Akhir pekan di belantara tidak menyediakan banyak hiburan. Yayat dan teman-temannya biasanya memilih untuk melanjutkan pekerjaan. Bayaran bekerja di akhir pekan lumayan, bisa mencapai empat kali lipat upah di hari-hari lainnya.

Meski pekerjaannya amat melelahkan, Yayat bersyukur menerima besaran upah yang setimpal. Saat menerima gaji yang diantarkan ke tengah hutan dengan pesawat kecil, ia terkejut. Di genggamannya ada uang 1,3 juta rupiah, yang di hari ini kira-kira setara dengan 10 juta rupiah. 

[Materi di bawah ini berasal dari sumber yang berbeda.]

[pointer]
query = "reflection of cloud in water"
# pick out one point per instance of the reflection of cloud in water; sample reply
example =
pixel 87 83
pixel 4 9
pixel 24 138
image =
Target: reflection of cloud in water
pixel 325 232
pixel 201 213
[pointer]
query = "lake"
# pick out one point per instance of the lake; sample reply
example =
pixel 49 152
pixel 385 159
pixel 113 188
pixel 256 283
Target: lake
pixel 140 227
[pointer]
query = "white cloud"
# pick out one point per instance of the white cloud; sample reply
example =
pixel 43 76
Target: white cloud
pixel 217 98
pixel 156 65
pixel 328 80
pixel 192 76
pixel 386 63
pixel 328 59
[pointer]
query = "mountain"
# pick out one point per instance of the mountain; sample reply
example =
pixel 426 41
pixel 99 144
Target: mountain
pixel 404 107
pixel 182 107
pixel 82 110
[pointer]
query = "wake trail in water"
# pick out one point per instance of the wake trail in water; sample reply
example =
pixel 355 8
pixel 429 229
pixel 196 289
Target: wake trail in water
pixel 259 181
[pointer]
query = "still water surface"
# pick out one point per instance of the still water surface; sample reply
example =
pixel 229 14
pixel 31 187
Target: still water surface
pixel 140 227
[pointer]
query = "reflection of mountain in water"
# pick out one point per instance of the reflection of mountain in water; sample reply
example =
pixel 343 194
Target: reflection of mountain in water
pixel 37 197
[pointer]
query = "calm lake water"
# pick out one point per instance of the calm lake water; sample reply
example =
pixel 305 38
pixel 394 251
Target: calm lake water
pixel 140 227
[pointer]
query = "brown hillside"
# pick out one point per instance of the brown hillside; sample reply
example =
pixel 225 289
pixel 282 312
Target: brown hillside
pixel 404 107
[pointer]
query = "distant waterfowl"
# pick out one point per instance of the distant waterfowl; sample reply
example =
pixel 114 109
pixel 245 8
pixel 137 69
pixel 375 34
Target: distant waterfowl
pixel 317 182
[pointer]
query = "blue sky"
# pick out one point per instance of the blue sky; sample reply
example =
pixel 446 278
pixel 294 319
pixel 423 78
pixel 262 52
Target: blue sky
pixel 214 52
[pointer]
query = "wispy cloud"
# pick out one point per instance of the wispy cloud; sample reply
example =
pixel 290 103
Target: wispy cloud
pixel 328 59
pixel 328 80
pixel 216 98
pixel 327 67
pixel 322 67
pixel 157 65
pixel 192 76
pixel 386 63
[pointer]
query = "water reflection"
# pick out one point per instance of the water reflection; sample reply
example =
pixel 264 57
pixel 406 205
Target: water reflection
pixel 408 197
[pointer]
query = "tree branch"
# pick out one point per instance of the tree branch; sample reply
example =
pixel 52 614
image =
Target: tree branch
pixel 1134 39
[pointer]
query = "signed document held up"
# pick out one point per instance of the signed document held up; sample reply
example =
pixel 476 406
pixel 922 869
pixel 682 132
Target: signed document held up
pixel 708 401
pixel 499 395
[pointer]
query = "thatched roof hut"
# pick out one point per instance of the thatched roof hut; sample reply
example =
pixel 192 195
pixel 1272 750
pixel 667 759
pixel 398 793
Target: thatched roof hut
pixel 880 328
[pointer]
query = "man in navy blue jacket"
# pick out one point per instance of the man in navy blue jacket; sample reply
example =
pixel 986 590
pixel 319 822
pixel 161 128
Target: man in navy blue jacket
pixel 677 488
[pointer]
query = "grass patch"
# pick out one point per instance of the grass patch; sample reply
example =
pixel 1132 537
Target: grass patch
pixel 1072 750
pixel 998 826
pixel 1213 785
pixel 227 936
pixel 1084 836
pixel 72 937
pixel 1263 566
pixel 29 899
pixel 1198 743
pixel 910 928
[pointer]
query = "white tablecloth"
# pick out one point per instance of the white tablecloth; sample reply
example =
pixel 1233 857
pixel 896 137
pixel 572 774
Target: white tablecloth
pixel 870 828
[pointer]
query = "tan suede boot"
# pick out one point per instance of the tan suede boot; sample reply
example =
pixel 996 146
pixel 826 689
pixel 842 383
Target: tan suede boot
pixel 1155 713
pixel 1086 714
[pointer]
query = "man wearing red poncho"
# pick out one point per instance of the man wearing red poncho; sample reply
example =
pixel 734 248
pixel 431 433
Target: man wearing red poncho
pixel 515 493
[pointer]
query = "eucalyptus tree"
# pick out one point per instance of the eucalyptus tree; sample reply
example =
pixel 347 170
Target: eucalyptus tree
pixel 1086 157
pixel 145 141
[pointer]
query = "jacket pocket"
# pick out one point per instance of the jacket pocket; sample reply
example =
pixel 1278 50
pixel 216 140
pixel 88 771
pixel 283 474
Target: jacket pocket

Semua uang yang diperoleh Yayat diberikan untuk sang ibu. Baginya, sosok ibu tak tergantikan meski pada pada awal tahun 2000-an, kesedihan besar datang. Sang ibu meninggal akibat asma akut yang dideritanya.

Yayat percaya ‘doa emak’ senantiasa menyertai di mana pun ia berada, baik di tengah belantara Sumatra maupun di Kebun Binatang Bandung. Semua pengalaman dan rezeki yang ia terima tidak luput dari itu. Termasuk pekerjaan sebagai seorang mahout yang sudah ia lakoni sejak 15 tahun lalu.

Di tahun-tahun awal, gaji yang diterima Yayat memang tidak seberapa. Namun lambat laun, ia memperoleh pendapatan yang setara upah minimum kota (UMK). Dengan berhemat dan rajin menabung, Yayat mampu menyicil rumah dan menghidupi istri serta tiga anak mereka.